As aforementioned, aCasp3 can induce mouse ES cell differentiation through cleavage and degradation of Nanog protein (37). We did not observe any cleaved form of NANOG protein in cell lysates from CT2 cultured in T1/F0 (or T1). This might result from failure of the antibody we used to detect the cleaved NANOG, instability of the cleaved NANOG, or rapid detachment (anoikis) of the cells with NANOG cleavage. However, we did see that the level of full-length NANOG protein decreased in the cells cultured in T1/F0, which was slightly reversed by 100 μm z-VAD-FMK (Fig. 4G). To determine whether the decreased NANOG protein is a consequence of transcriptional or post-translational regulation, we tested NANOG protein in CT2 cells cultured in T1/F0 in the presence of the translation inhibitor cycloheximide for various times and found that NANOG level declined at 8 h of the treatment (supplemental Fig. S4). This indicates that this is a post-translational event, and caspase activation caused by bFGF withdrawal may induce NANOG degradation, which then leads to the PS cell differentiation.

ROCK Inhibitor Reduces Anoikis While Increasing Ratios of Apoptotic and Differentiated Human PS Cells

It has been shown that treatment of human ES cells with the ROCK inhibitor Y27632 for overnight post-cell passaging dramatically enhances cell attachment and hence the cell colony number (43). We have also routinely used the ROCK inhibitor to increase cloning efficiency of human PS cells. Because ROCK1 induces phosphorylation of MLC, we confirmed that Y27632 indeed inhibited the MLC phosphorylation in CT2 cells (supplemental Fig. S5). Then we tested whether it would reduce anoikis of human PS cells by breaking the caspase-ROCK1-myosin signaling axis. We carried out these experiments on post-attachment CT2 cells. One day after passaging the cells in T1, the medium was replaced with T1 or T1/F0 with or without 10 μm Y27632 and refreshed daily for 3 days. More mixed cell morphologies for both differentiated and undifferentiated cells were observed in the cultures with Y27632 than without it (Fig. 7A). Y27632 slightly increased the number of attached cells in T1/F0 but not T1 (Fig. 7B) and moderately reduced the floating cell ratio in both T1 and T1/F0 (Fig. 7C). The mild rescue of the floating cell ratio by Y27632 may be due to its failure to inhibit anoikis caused by ROCK1-independent mechanism or apoptosis initiated before cell detachment. Consistent with the latter, more apoptotic cells were found among freshly detached cells (4 h post-medium change) from CT2 cell culture in T1/F0 plus Y27632 for 3 days (supplemental Fig. S6).

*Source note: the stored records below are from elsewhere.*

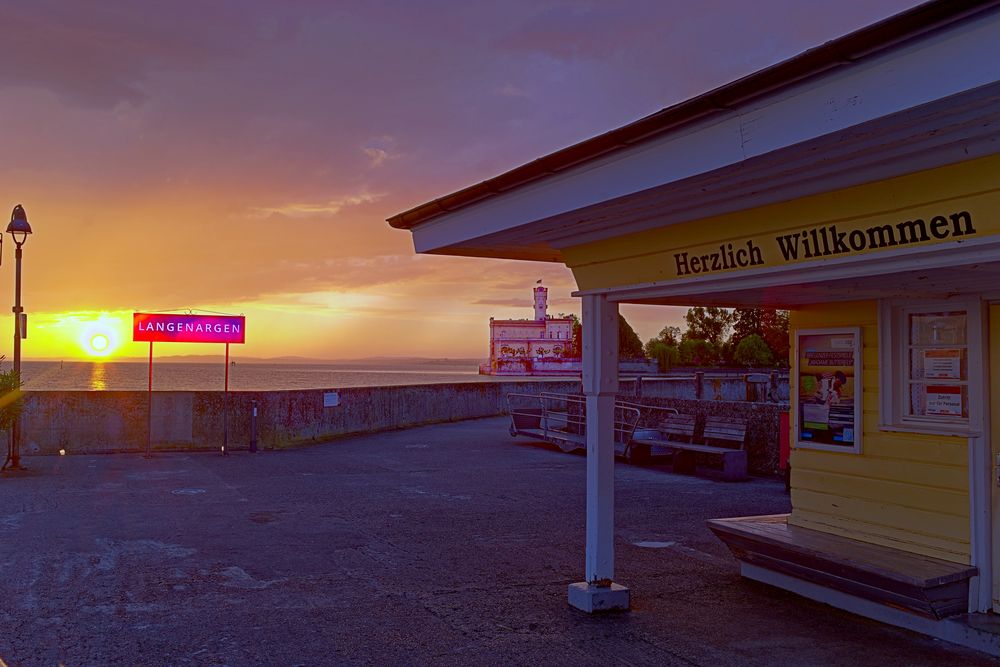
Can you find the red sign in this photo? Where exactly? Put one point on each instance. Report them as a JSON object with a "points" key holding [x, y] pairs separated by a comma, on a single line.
{"points": [[171, 328]]}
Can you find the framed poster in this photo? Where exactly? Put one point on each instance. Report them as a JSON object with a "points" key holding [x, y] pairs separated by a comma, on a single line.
{"points": [[826, 386]]}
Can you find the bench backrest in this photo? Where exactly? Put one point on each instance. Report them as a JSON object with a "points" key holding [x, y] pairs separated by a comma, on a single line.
{"points": [[678, 427], [725, 431]]}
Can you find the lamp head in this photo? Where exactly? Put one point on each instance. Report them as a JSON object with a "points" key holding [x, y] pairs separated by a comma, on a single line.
{"points": [[19, 227]]}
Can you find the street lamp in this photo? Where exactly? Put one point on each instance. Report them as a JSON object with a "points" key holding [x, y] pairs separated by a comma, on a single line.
{"points": [[18, 230]]}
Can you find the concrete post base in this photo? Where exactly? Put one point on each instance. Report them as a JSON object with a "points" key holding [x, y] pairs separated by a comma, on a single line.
{"points": [[592, 599]]}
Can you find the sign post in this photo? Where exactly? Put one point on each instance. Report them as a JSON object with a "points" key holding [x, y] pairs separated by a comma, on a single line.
{"points": [[188, 328]]}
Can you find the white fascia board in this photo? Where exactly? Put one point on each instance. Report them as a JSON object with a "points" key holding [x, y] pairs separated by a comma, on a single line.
{"points": [[941, 64]]}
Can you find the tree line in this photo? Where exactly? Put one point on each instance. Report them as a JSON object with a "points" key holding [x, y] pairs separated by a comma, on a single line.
{"points": [[753, 337], [748, 337]]}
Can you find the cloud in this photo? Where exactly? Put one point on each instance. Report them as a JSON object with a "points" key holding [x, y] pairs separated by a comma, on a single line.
{"points": [[380, 150], [510, 90], [307, 210]]}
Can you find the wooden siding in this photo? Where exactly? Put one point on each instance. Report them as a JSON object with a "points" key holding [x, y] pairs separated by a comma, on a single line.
{"points": [[904, 490]]}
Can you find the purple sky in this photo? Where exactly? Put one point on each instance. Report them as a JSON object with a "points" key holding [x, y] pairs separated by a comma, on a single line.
{"points": [[243, 155]]}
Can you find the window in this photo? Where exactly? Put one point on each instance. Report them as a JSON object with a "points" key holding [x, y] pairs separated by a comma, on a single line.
{"points": [[928, 381]]}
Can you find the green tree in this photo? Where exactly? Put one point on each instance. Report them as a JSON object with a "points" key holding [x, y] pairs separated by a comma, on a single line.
{"points": [[698, 352], [629, 345], [768, 323], [709, 324], [775, 334], [669, 336], [753, 351], [666, 356]]}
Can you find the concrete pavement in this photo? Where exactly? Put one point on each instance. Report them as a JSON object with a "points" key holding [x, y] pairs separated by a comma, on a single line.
{"points": [[449, 544]]}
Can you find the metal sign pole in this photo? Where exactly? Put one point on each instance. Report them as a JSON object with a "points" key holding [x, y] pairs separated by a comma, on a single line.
{"points": [[149, 407], [225, 417]]}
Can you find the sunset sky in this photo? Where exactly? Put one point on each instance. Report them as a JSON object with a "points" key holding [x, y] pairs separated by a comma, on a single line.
{"points": [[241, 157]]}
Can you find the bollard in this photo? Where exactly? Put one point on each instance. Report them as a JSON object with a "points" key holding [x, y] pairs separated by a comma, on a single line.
{"points": [[253, 426]]}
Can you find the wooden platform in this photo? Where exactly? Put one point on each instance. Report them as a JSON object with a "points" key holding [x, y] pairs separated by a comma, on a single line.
{"points": [[927, 586]]}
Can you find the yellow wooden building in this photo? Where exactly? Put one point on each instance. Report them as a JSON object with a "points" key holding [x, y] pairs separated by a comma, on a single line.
{"points": [[858, 185]]}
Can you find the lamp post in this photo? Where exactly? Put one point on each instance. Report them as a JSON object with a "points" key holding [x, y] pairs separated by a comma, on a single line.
{"points": [[18, 230]]}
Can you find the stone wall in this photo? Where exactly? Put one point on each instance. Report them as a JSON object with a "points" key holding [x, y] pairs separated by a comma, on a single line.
{"points": [[116, 421]]}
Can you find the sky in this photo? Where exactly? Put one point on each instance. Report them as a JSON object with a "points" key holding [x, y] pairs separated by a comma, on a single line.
{"points": [[241, 157]]}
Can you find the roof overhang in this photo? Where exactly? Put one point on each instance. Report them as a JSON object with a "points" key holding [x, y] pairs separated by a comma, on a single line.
{"points": [[922, 272], [914, 92]]}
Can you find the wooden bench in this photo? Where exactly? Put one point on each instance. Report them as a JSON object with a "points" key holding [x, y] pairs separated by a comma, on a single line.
{"points": [[678, 433], [927, 586]]}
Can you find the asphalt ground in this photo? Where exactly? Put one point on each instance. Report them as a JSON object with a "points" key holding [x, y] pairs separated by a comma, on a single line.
{"points": [[442, 545]]}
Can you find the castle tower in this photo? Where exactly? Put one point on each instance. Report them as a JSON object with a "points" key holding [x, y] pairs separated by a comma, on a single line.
{"points": [[541, 302]]}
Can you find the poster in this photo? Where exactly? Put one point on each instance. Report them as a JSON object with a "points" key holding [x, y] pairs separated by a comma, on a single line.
{"points": [[943, 364], [827, 388], [943, 400]]}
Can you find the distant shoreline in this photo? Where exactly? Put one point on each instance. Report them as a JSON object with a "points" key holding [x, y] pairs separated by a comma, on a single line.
{"points": [[368, 362]]}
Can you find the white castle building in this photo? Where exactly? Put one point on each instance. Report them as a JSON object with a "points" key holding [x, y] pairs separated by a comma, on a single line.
{"points": [[540, 346]]}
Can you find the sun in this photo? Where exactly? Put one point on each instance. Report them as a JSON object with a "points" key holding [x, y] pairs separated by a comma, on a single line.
{"points": [[99, 344]]}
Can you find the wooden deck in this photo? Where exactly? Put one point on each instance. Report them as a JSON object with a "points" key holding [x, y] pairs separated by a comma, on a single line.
{"points": [[920, 584]]}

Unexpectedly, long term treatment of Y27632 reduced the OCT4⁺ cell ratio almost by half among the attached cells in T1 and remarkably increased aCasp3⁺ cell ratio of the gated OCT4⁺ cells from the attached cells by 8-fold (Fig. 7D). As shown in Fig. 7E, caspase activation has multiple consequences: cell anoikis (through ROCK1, myosin, etc.), differentiation (through NANOG degradation), or apoptosis. Because the ROCK inhibitor only represses anoikis but not the activated caspases, it can reduce anoikis (with increased cell attachment) but cannot inhibit cell differentiation and apoptosis (Fig. 7, A–D). Therefore, our data suggest that the ROCK inhibitor should only be used briefly to enhance the cloning efficiency of human PS cells. Prolonged use will increase the ratios of differentiated and apoptotic cells.